Will the U.N. General Assembly Mark the Start of ‘Act Two’ for Guterres?

Will the U.N. General Assembly Mark the Start of ‘Act Two’ for Guterres?
Actress Angelina Jolie, left, shakes hands with United Nations Secretary-General Antonio Guterres, U.N. headquarters, New York, Sept. 14, 2017 (AP photo by Mary Altaffer).

Antonio Guterres is growing a little less enigmatic. Since becoming secretary-general of the United Nations in January, Guterres has often been a rather opaque figure. As I noted in July, he “tends to take decisions with a small circle of advisers, sidelining perplexed U.N. officials he thinks are not up to snuff.” There has been a good deal of grumbling in the U.N. Secretariat about the new chief’s management style, while human rights advocates have faulted him for failing to speak out strongly enough on global injustices.
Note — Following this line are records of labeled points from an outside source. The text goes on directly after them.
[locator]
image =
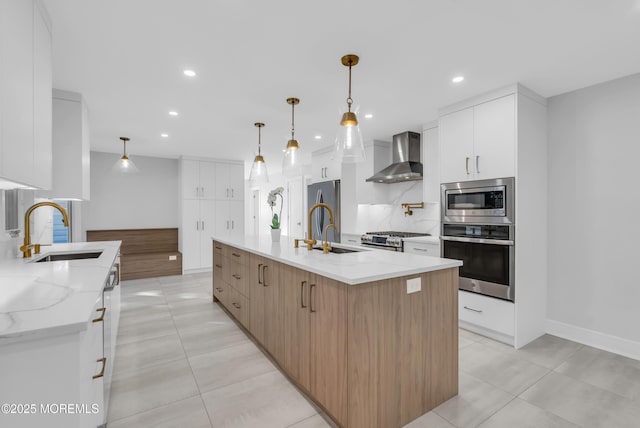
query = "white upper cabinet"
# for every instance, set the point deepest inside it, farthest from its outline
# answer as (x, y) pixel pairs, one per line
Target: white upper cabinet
(324, 168)
(198, 179)
(25, 94)
(478, 142)
(230, 181)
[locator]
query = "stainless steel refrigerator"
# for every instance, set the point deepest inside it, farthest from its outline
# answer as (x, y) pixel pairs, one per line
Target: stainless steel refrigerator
(327, 192)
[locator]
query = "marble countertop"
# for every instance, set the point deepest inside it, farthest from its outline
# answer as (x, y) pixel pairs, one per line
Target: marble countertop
(52, 298)
(366, 265)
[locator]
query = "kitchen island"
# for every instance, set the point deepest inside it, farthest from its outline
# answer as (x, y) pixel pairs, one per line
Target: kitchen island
(371, 336)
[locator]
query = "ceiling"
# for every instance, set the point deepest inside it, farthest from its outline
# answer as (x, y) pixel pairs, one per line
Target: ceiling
(127, 59)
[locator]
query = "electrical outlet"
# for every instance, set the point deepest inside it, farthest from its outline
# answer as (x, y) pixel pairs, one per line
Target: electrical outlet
(414, 285)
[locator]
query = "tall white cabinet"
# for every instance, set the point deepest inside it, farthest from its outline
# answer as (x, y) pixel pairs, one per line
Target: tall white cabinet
(503, 134)
(25, 94)
(212, 204)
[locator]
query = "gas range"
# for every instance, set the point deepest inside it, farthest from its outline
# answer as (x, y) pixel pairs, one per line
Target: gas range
(388, 240)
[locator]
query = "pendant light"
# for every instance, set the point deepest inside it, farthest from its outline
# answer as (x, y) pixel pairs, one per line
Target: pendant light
(258, 172)
(124, 164)
(349, 146)
(291, 162)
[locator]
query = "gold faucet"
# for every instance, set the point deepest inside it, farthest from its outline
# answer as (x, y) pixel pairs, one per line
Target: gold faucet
(26, 248)
(325, 243)
(310, 241)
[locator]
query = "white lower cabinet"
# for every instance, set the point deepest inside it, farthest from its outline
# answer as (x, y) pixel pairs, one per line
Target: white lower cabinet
(55, 381)
(486, 315)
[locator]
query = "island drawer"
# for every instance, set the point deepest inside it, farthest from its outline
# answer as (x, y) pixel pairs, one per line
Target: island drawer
(487, 312)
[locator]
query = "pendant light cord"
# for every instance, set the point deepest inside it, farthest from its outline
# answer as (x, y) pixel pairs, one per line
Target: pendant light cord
(349, 100)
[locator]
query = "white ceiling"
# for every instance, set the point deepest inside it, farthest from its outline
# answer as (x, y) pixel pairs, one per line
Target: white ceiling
(126, 57)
But with world leaders gathering for a week of high-level meetings in New York during the annual General Assembly, Guterres has started to clarify his managerial, political and moral agendas. It looks like he may have succeeded in laying solid foundations to pursue a more ambitious leadership role from here on out.

He certainly needed to do some foundational work. The U.N. Secretariat and many of its agencies experienced a deleterious period of drift under Guterres’ stolid predecessor, Ban Ki-moon. The organization has been facing increasing budgetary pressure as it has tried to keep up with multiple conflicts and humanitarian crises. The election of Donald Trump as U.S. president, which surprised Guterres as much as it did everyone else, threatened to spark a major crisis in U.S.-U.N. relations with the potential to completely undermine his tenure.